お陰でこのタイミングで使用できたけれど、問題は僕が呼べる人達の中で誰を呼んだところでここにいる全ての【魔女が紡ぐ物語】を倒すのは100%不可能だということ。
かなり弱い【魔女が紡ぐ物語】相手であれば咲夜を召喚すれば倒せるかもしれないけど、それでも時間制限を考えればせいぜい1、2体が限度。
と、そう思ったことで閃いたことが1つ。
どうせこのまま何もしなければやられるのなら、そのランダム性に賭けてみよう。
それはまるでガチャみたいであり、命を賭けてこんな賭けに現実でやることになるとは思いもしなかった。
「咲夜、〝神撃〟を耐久力の無さそうな【魔女が紡ぐ物語】目掛けて狙い撃て!」
新たに手に入る【典正装備】に賭ける。
作戦と言えない作戦であり、頭が悪すぎて笑えない。
でもそれしかないならやるしかないでしょ!
ちょっとガチャっぽくてテンションが上がってきた!
放たれた〝神撃〟は白ずくめの着物を着た真っ白な髪の女の【魔女が紡ぐ物語】を中心に被害を与えていた。
――ポンッ
僕の前に出てきた宝箱は1つだけであり、おそらく見た目的に【雪女】と思わしき【魔女が紡ぐ物語】を1体だけ倒した程度なんだろう。

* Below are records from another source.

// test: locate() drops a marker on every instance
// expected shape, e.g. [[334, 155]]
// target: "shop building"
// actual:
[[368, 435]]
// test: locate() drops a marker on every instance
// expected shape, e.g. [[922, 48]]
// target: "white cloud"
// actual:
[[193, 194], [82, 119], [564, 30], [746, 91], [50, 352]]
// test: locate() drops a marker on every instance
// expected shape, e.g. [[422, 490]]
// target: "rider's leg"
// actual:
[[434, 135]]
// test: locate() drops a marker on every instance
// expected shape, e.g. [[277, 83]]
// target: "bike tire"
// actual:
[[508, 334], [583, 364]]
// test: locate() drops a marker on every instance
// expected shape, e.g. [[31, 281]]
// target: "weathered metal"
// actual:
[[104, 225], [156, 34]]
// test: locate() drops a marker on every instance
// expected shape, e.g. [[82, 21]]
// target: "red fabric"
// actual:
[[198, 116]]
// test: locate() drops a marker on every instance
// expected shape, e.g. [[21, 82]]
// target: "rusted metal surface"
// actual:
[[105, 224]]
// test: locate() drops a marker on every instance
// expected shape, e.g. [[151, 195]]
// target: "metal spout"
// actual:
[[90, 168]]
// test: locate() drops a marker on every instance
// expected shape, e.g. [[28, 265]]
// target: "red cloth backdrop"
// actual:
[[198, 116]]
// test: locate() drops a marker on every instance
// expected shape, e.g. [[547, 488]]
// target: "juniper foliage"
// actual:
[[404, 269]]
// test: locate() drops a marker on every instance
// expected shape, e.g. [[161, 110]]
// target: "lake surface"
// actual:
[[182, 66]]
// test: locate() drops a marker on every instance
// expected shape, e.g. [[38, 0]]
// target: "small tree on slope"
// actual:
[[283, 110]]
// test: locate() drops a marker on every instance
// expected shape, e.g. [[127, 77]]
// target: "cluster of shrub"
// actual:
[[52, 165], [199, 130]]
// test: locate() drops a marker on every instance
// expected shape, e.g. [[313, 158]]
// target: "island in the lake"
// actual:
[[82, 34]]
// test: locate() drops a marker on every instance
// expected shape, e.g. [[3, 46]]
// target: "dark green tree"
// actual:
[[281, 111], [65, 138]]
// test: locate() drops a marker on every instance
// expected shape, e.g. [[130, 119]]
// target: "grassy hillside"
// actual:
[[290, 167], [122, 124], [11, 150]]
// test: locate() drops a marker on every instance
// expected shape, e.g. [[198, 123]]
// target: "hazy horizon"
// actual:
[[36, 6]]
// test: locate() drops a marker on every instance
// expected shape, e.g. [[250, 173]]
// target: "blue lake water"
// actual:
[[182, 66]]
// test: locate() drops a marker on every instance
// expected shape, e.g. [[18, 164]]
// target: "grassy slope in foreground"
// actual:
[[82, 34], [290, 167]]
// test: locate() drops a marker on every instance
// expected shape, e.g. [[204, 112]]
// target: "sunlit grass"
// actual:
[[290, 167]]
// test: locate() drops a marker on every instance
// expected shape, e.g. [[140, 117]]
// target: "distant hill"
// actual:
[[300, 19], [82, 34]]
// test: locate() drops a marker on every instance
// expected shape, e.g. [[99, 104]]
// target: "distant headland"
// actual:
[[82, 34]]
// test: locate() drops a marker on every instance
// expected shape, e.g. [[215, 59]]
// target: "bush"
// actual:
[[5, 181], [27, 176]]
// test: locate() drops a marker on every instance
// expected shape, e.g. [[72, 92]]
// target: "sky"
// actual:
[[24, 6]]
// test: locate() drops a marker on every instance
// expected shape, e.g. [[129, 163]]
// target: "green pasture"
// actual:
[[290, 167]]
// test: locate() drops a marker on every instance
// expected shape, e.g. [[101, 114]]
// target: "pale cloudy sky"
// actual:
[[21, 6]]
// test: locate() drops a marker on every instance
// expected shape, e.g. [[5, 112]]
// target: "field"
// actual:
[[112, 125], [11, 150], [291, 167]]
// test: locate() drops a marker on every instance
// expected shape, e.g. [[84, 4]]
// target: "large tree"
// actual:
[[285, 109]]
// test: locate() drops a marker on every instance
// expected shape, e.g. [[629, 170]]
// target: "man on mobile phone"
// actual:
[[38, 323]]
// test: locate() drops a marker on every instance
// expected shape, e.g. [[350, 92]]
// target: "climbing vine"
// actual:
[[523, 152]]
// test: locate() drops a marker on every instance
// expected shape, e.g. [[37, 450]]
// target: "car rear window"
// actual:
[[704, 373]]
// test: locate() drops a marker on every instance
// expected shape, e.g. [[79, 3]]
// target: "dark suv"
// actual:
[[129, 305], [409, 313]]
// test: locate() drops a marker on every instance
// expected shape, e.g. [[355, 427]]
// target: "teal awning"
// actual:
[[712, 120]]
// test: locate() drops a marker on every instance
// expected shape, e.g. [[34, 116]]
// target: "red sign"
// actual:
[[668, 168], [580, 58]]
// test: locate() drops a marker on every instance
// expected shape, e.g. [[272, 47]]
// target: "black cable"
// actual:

[助っ人召喚]で呼んだ咲夜は〝神撃〟を一撃放てば消えてしまうので、せめてもう1体倒せていればと思わなくもないけどこればかりは仕方ない。
さあどんな【典正装備】が手に入った?
〔明かせぬ正体は儚き白結晶〕:雪像に意識を移して操る事が出来る
着物姿の女性の雪像だった。
くっ、これじゃない。
少なくともこの光の壁で閉じ込められた空間から逃げられるものじゃないと!
[動画視聴]で[助っ人召喚]回数を増やさないと。
「シロ、これを使って僕らに向かって来る【魔女が紡ぐ物語】をけん制し30秒時間を稼いでほしい」
『了解じゃ主様よ』
「[動画視聴]」
もう近くまで【魔女が紡ぐ物語】が来ており、クロ達があの【魔女が紡ぐ物語】で精一杯な以上、シロだけで30秒時間を稼げるか?
「任せなさい。[幻惑]」
僕が血反吐を吐く様な想いで射幸心を煽ってくる[動画視聴]のCMを見させられている中、冬乃がシロに協力して敵に[幻惑]を使ってくれた。
そのお陰で直前までこちらに来ていた【魔女が紡ぐ物語】の何体かは別の方へと向かい出す。
もっとも全員がその幻に引っかかりはせず何体かはまだこちらに向かって来ているけれども、それでも少しは時間が稼げたか。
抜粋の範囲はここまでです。